Conditions and Procedures
Coronary Artery Disease
Coronary artery disease (CAD) usually occurs when cholesterol and plaque accumulate inside the coronary arteries (blood vessels supplying oxygen-rich blood to heart muscles), and block the flow of oxygen-rich blood to the heart muscles. The plaque can sometimes break off and form a blood clot that can completely block the vessels, leading to permanent heart damage.
CAD is the most common of all heart diseases, and a leading cause of death in the US. Despite this, it often goes unnoticed as the plaques develop over many years.
CAD occurs due to atherosclerosis, a condition where cholesterol and a waxy substance called plaque accumulate in the coronary arteries over time, thereby narrowing the artery and reducing the flow of blood.
Symptoms may not manifest in the initial stages when there is a decrease in blood flow, but may show up as the plaque continues to build.
The most common symptom is angina, characterized by pain, discomfort, heaviness, tightness or numbness in the chest. It can also be felt in the neck, jaw, back, left shoulder or arms, and is often mistaken for heartburn or indigestion.
Other symptoms include heart attack, shortness of breath, weakness, giddiness or fainting, sweating, and nausea.
If you feel any of these symptoms, you should see your physician immediately.
Some of the risk factors include:
- Advanced age
- Family history
- High blood pressure
- Diet rich in cholesterol and saturated fat
- Physical inactivity
- Sex, with men being at a higher risk
Over time, when the muscles are starved of oxygen and weaken, other conditions can occur such as heart failure (heart can’t pump sufficient blood for your entire body) and arrhythmias (irregular heartbeats).
Your physician will examine and review your medical history, and order one or more of the following diagnostic tests:
- Electrocardiogram (ECG): to record the heart’s electrical activity
- Echocardiogram: to view the heart’s size, structure and motion using sound waves
- Stress test: to record the heart’s electrical activity while you run on a treadmill
- Angiogram: to view the flow of blood using a special dye and x-ray
- Computerized tomography (CT) scan: to view your arteries
- Magnetic resonance angiography (MRA): to view blood vessels using a magnetic field and radio waves
CAD treatment involves lifestyle changes, medication and surgery.

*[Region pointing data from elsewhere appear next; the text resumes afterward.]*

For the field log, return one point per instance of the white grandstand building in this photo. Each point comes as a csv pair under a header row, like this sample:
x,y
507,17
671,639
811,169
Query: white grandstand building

Adopting a healthy lifestyle that incorporates plenty of physical activity, nutritious food, limited alcohol and nicotine, and a good weight management regime will go a long way in preventing and controlling coronary artery disease.
Medications are recommended if risk factors cannot be lowered through lifestyle changes.
Certain procedures can be used to open up the blocked arteries:
- Balloon angioplasty: An inflated balloon is inserted into the blocked artery to compress the deposits against the arterial wall. Sometimes a stent is placed and left in the artery to keep it open.
- Coronary artery bypass surgery: A blood vessel from another part of the body is used to create a graft to bypass the blocked artery.